Pour Tewfik Aclimandos, spécialiste de l'Egypte au Collège de France, M. ElBaradei "n'a pas de troupes à lui, c'est à la fois sa force et sa faiblesse.
Il n'est l'otage de personne, mais il ne peut pas inverser un rapport de force tout seul".
Son aura tient notamment au fait "qu'il n'a aucune compromission avec le régime, qu'il est intègre", ajoute-t-il.
Dans la foulée du soulèvement populaire en Tunisie, le Mouvement des jeunes du 6 avril, un forum d'internautes plaidant depuis près de trois ans pour des réformes démocratiques, a lancé la semaine dernière un appel à manifester sur le site de socialisation Facebook.
Mohamed ElBaradei, ancien patron de l'Agence internationale de l'énergie atomique (AIEA) et prix Nobel en 2005, a noué des liens étroits avec ces jeunes militants, opérant comme eux sur la toile afin de moissonner des soutiens à sa cause.

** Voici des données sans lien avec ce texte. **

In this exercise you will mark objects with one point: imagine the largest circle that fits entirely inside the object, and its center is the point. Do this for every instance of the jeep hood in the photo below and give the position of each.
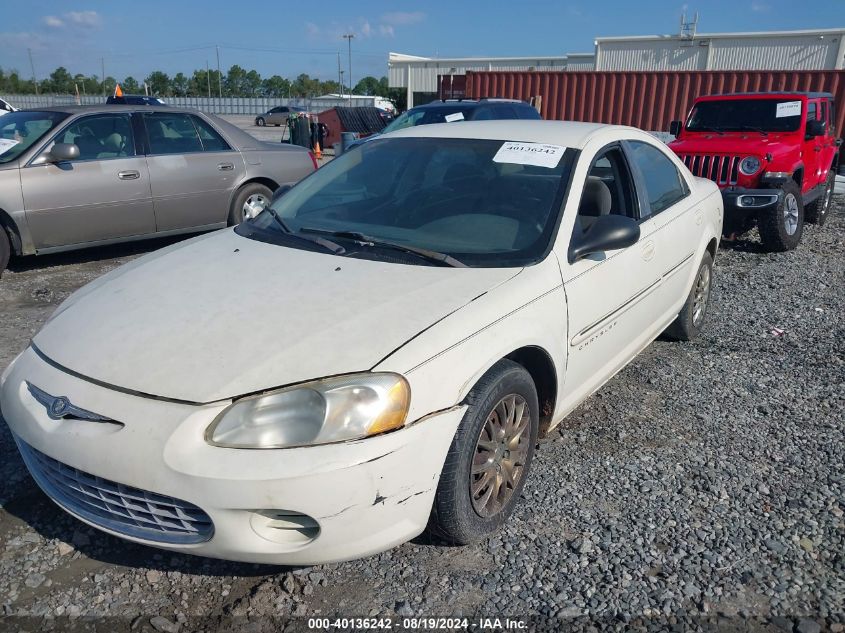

Faute d'appartenir à un parti d'opposition reconnu, il s'est aussi rapproché des Frères musulmans, première force d'opposition, interdite mais tolérée dans les faits, qui plaident avec lui pour un changement de régime et assurent qu'ils respecteront la démocratie.
Les Frères, et des groupes d'opposition, ont mandaté ce week-end Mohamed ElBaradei pour "négocier avec le pouvoir" afin de trouver une sortie de crise en Egypte, confirmant le rôle clé auquel l'ancien diplomate de 68 ans sera appelé à jouer au cours des prochaines semaines.
"Comme en Tunisie, les manifestants semblent représenter un vaste mouvement sans leadership, sans agenda clair et aucune façon de prendre le pouvoir.
Jusqu'à présent, la contestation s'appuie fermement sur la classe moyenne", note Jon Alterman, du Centre pour les études stratégiques et internationales (CSIS), à Washington.
"Il est possible que le radicalisme mène au chaos, ou que des groupes radicaux inclus dans une coalition élargie prennent le contrôle du gouvernement", note-il, précisant que les décisions clés seront prises au cours des "six à douze prochains mois", si différents groupes tentent de "profiter des opportunités créées par le changement".